In this case, a repeated mlx90632_i2c_read fix the problem.

And the following workaround fix/hide the problem.

int32_t mlx90632_set_meas_type(uint8_t type)
{
    int32_t ret;
    uint16_t reg_ctrl;

    if ((type != MLX90632_MTYP_MEDICAL) & (type != MLX90632_MTYP_EXTENDED) & (type != MLX90632_MTYP_MEDICAL_BURST) & (type != MLX90632_MTYP_EXTENDED_BURST))
        return -EINVAL;

    ret = mlx90632_addressed_reset();
    if (ret < 0)
        return ret;

    /*
     * After mlx90632_addressed_reset has been called, the next mlx90632_i2c_read will fail.
     * I can see a NACK is received after the i2c address has been sent.
     * In this case, a repeated mlx90632_i2c_read fix the problem.
     * https://github.com/melexis/mlx90632-library/issues/31
     */
    ret = mlx90632_i2c_read(MLX90632_REG_CTRL, &reg_ctrl);
    if (ret < 0) {
        LOG_WARN("mlx90632_i2c_read has failed, retrying...");
        ret = mlx90632_i2c_read(MLX90632_REG_CTRL, &reg_ctrl);
        if (ret < 0) {
            LOG_ERR("mlx90632_i2c_read retry has failed. Setting is aborted.");
            return ret;
        }
        LOG_WARN("mlx90632_i2c_read retry has passed (last i2c error can be ignored).");
    }
......
.....
slavysis commented 3 years ago

I did some experiments and was able to re-produce what you are observing. Indeed, in burst mode, the addressed reset command is not executing as expected. There are 4 possible ways to deal with it:

  1. Use slower I2C clock frequency - 100KHz recommended
  2. Make sure that the time between the last clock of the addressed reset command and the STOP condition generation is less than 2us.
  3. Repeat the first command after the reset (kind of what you are currently doing)
  4. Skip the addressed reset command - the modes will still be properly set with only one drawback - the first measurement after the mode switch might be done using the old mode settings.

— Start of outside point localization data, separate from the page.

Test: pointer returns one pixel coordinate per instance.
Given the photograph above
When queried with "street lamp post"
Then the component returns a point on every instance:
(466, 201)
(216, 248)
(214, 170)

Thank you very much for finding this issue, digging in it and reporting it!

jjungo commented 3 years ago

Thanks for your experiments! Looks interesting.

Use slower I2C clock frequency - 100KHz recommended

Didn't work on my side, I still having the problem. Datasheet specifies fast mode and fast mode plus.

Make sure that the time between the last clock of the addressed reset command and the STOP condition generation is less than 2us.

I can measure a delay about 8us. I'm currently depending on the NRF (Nordic SDK) i2c driver stack and I don't want to patch it neither implement such workaround in my code base.

My chosen workaround repeats the mlx90632_set_meas_type API call if necessary. In that case I don't have to re-implement set_meas_type without addressed reset or hack the mlx or nrf libraries.

Repeat the first command after the reset (kind of what you are currently doing)

Maybe the mlx library should implement it, @Letme what's your point ?

jjungo commented 3 years ago

Hi @slavysis !

34 fixes it! Many thanks.

In addition, like @Letme has pointed out, i2c stop must be set for the addressed reset command.

Best,

Letme commented 3 years ago

@jjungo thanks for reporting the issue and helping us debug it. We really appreciate it. Sorry it took so long to fix. Will also tag a new release once master passes.